A recent article mentions that in the first decade of the new millennium (2000-2010), there has been less than 1% growth in small molecule new chemical entities (NCEs). Large molecule new biological entities (NBEs) have grown by about 25% during the same period.
The sale of large molecules has also grown at a compound annual growth rate (CAGR) of 10.1% during 2009-2015. Small molecules have sold at a CAGR of only 3.9% during the same period.

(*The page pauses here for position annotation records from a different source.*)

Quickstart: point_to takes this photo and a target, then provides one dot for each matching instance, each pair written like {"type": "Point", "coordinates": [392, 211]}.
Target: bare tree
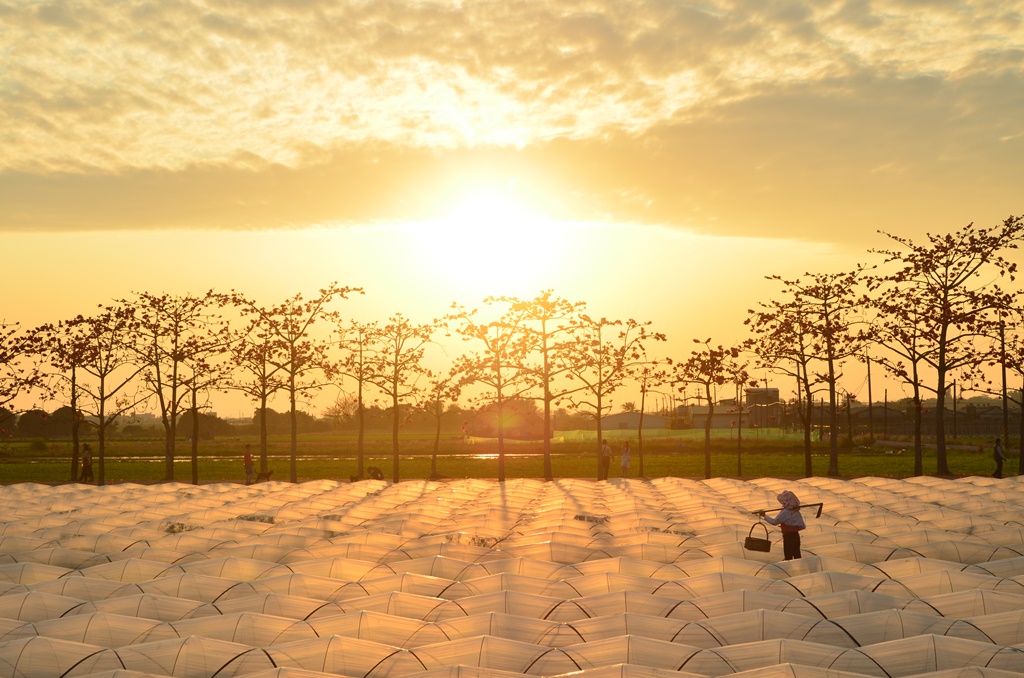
{"type": "Point", "coordinates": [441, 392]}
{"type": "Point", "coordinates": [550, 320]}
{"type": "Point", "coordinates": [166, 342]}
{"type": "Point", "coordinates": [598, 364]}
{"type": "Point", "coordinates": [955, 282]}
{"type": "Point", "coordinates": [500, 365]}
{"type": "Point", "coordinates": [256, 375]}
{"type": "Point", "coordinates": [829, 307]}
{"type": "Point", "coordinates": [357, 342]}
{"type": "Point", "coordinates": [20, 369]}
{"type": "Point", "coordinates": [783, 343]}
{"type": "Point", "coordinates": [68, 346]}
{"type": "Point", "coordinates": [113, 365]}
{"type": "Point", "coordinates": [710, 368]}
{"type": "Point", "coordinates": [901, 329]}
{"type": "Point", "coordinates": [395, 369]}
{"type": "Point", "coordinates": [208, 370]}
{"type": "Point", "coordinates": [299, 356]}
{"type": "Point", "coordinates": [650, 375]}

Keeping in mind the growing importance of large molecule bioanalysis in the contemporary pharmaceutical industry, this article explores the reasons. It also presents some of the recent trends in the field of large molecule bioanalytics.
Factors Driving The Interest In Large Molecules
Several factors are driving this interest in large molecule bioanalysis, as listed below.
- There is a growing demand for protein therapeutics because of their specificity. The chances of getting healthy cells affected, leading to adverse side effects, is much lower with protein therapeutics or biologics.
Biologics bind to specific receptor cells linked with the disease process. They also have a higher efficacy rate as a result.
- Protein therapeutics make it possible to develop novel treatment methods for medical conditions that have had limited treatment options so far.
- Infectious diseases, metabolic disorders, neurology, and oncology are some of the typical areas for biologics-based treatment.
Our understanding of cell physiology has progressed considerably because of technological advances. Targeting different diseases at the cellular level is now possible. Some of the most remarkable novel treatment options for rare diseases relate to next-generation cell and gene therapies.
Recent Patent Expiries
Biologics estimated to have the annual sales value of US$20 billion have gone off-patent in 2015, an article informs us. This has also created a scope for new initiatives in the development of protein therapeutics.
This article informs that the average number of years for a large molecule to get approval is nine while that for small molecules is 23. It is natural for the pharmaceutical industry to focus more on biologics, rather than on small molecule bioanalysis.
Some Recent Trends and Challenges
Unlike small molecule bioanalysis, analytical methods for protein therapeutics are far more complex. It is possible to produce the simple and clearly defined structures of small molecule drugs through calculable chemical processes.
Protein therapeutics-base drugs, in contrast, involve manifold heterogeneous molecules. Also, they are produced in living cell culture. Controlling them is far more difficult as a result. A protein therapeutic-based drug development process may involve more than 5000 steps, for instance.
That is greater by multiple times than small molecule bioanalysis processes. Also, even the slightest change in the manufacturing process of biologics can have a considerable influence on the immunogenicity and safety of a drug. This continues to be the biggest challenge in the development of biologics-based drugs.
Expert Opinion On The Future
Ligand binding assays (LBAs) continue to be the golden rule for large molecule quantification. However, developments in triple quadrupole mass spectrometers in combination with advances in proteomics have made LC-MS/MS a viable technique for large molecule quantification.
Most experts believe that LC-MS/MS will be an additional tool along with LBA, not a substitute. A survey conducted by Bioanalysis-zone had 90% of the respondents emphasize that labs conducting large molecule bioanalysis should have access to both LBA and LC/MS-MS.